Since the project is open-source, your primary "costs" will manifest as operational expenses—specifically the compute costs associated with running your test suites and the API fees for the LLM-as-a-judge models (e.g., Gemini or Claude) you select for your evaluations. It is a highly cost-effective solution for teams that are already managing model inference budgets.
👉 Check the latest pricing and documentation on the official AgentCarousel website.
Who is AgentCarousel Best For?
For AI Developers: This tool provides a structured environment to validate agent prompts, ensuring that new updates do not break existing functionality. It shifts testing "left" in the development lifecycle, allowing you to catch behavioral regressions before they reach your end users.

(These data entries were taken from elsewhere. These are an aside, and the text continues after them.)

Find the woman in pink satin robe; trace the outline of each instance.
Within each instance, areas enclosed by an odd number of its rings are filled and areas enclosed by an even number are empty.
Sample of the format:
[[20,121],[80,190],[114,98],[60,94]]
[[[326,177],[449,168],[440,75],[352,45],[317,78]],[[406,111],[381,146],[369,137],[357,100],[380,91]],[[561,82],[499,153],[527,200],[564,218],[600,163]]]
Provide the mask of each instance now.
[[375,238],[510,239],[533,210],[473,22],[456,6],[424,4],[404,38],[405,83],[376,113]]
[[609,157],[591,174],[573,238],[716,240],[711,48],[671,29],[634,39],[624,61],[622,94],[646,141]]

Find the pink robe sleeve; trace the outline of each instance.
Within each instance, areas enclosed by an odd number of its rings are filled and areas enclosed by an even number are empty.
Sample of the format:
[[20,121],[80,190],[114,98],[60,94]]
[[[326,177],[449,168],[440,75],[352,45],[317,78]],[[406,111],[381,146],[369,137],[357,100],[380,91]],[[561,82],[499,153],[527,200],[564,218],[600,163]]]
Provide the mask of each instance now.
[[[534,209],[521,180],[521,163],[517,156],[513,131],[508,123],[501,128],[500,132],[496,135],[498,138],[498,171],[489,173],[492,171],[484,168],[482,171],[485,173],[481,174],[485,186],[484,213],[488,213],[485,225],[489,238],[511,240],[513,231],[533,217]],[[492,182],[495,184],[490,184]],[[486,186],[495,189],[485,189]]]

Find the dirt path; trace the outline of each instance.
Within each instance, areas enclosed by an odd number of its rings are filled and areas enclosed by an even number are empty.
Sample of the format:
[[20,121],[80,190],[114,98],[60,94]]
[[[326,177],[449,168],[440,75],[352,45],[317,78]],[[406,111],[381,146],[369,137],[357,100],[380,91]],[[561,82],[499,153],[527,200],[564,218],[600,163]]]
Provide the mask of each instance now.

For Software Engineers: The CI/CD integration makes it easy to treat agent behavior as code. By incorporating agc commands into your build pipeline, you can maintain a high standard of reliability and performance benchmarking across your entire agent stack.
For Compliance and Auditing Teams: AgentCarousel translates abstract AI behavior into objective metrics mapped to frameworks like HIPAA and the EU AI Act. It offers the cryptographic proof and OSCAL artifacts that are necessary to clear regulatory hurdles and certify agent deployment.
Alternatives to AgentCarousel
Other evaluation frameworks include Promptfoo, which offers extensive command-line testing for prompts; LangSmith, which provides deep tracing and observability for agent workflows; and RAGAS, which focuses specifically on retrieval-augmented generation metrics. However, AgentCarousel distinguishes itself through its unique focus on formal compliance auditing and the generation of cryptographically signed artifacts, making it the superior choice for enterprise-grade environments that must satisfy strict regulatory oversight.
Final Verdict: Is AgentCarousel Worth It?
AgentCarousel is an excellent choice for teams moving from prototyping to production in regulated industries. Its ability to provide verified, audit-ready compliance reporting makes it an essential component for any team concerned with the safety and reliability of their AI agents.